Relaciones de dependencia e historia cultural;
Hay dos fases en esta vida:
@.1.
La de un ser independiente suelto a su destino y marcado por sus deseos
biológicos y ambiciones. Estos, se encuentran subvencionados por su trabajo
sobre su carácter en cuanto a lo artificial, lo cultural, lo epigenético.
@.2.
La de un ser dependiente marcado por su destino y suelto a sus deseos
biológicos y ambiciones. Estos, solo pueden ser subvencionados por su carácter
(condición necesaria), invirtiendo como consecuencia su trabajo en lo
biológico, lo natural, lo genético.
La historia, tanto la personal como la publica se ve
caracterizada por las anteriormente mencionadas fases vitales que a su vez se solapan
e interponen. Para ello habría que comprender la dependencia como un fenómeno
ubicuo en el momento de aplicarla como definición.
Dicha propiedad de este concepto humano (dependencia/independencia)

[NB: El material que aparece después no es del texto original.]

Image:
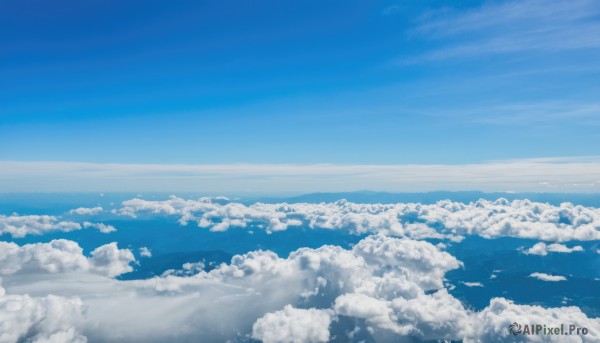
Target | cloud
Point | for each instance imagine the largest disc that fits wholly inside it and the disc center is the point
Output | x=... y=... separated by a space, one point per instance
x=87 y=211
x=293 y=325
x=63 y=256
x=512 y=27
x=428 y=317
x=45 y=319
x=557 y=175
x=489 y=219
x=472 y=284
x=19 y=226
x=145 y=252
x=104 y=228
x=228 y=302
x=547 y=277
x=491 y=324
x=542 y=249
x=384 y=288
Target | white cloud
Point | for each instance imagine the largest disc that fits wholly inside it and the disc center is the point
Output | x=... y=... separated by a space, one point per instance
x=63 y=256
x=388 y=288
x=104 y=228
x=558 y=175
x=46 y=319
x=489 y=219
x=491 y=324
x=145 y=252
x=542 y=249
x=87 y=211
x=293 y=325
x=428 y=317
x=548 y=277
x=19 y=226
x=514 y=27
x=473 y=284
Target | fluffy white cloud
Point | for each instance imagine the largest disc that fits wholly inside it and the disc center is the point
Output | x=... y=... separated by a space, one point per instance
x=104 y=228
x=20 y=226
x=292 y=325
x=145 y=252
x=428 y=317
x=542 y=249
x=226 y=302
x=46 y=319
x=63 y=256
x=548 y=277
x=386 y=288
x=519 y=218
x=473 y=284
x=87 y=211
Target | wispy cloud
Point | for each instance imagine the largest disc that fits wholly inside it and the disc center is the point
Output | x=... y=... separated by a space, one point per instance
x=515 y=26
x=559 y=175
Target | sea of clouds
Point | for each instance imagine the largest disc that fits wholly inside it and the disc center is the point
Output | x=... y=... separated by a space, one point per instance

a ser atemporal a la par que extrapolable, se debe a nuestra capacidad. Radica
en nuestra manera primordial de entender la vida humana como un fenómeno
ecológico más allá de la materia biológica que la forma.
Todo momento histórico humano ha sido peculiar en
cuanto a la trascendencia o alcance de provocar evolución natural mediante la
aplicación de presiones de selección artificial, de contenido epigenético. A
través de esta disposición, la historia cultural co-evoluciona a lo largo y por
medio de la pieza biológica y neurológica del ser humano y viceversa.
Esta intuición cautiva y sugestiona, manifestándose,
razonadamente, de forma especialmente obvia cuando se extrapola la libertad
innata de un individuo a la libertad innata de lo social. En esta precisa
conexión viene a parar el valor de lo político por motivos meramente
económicos.
Es la política la que determina, en última
instancia, las bases o condiciones humanas de las relaciones de dependencia; ya
sean límites naturales o artificiales. Así, se completa dicha reciprocidad.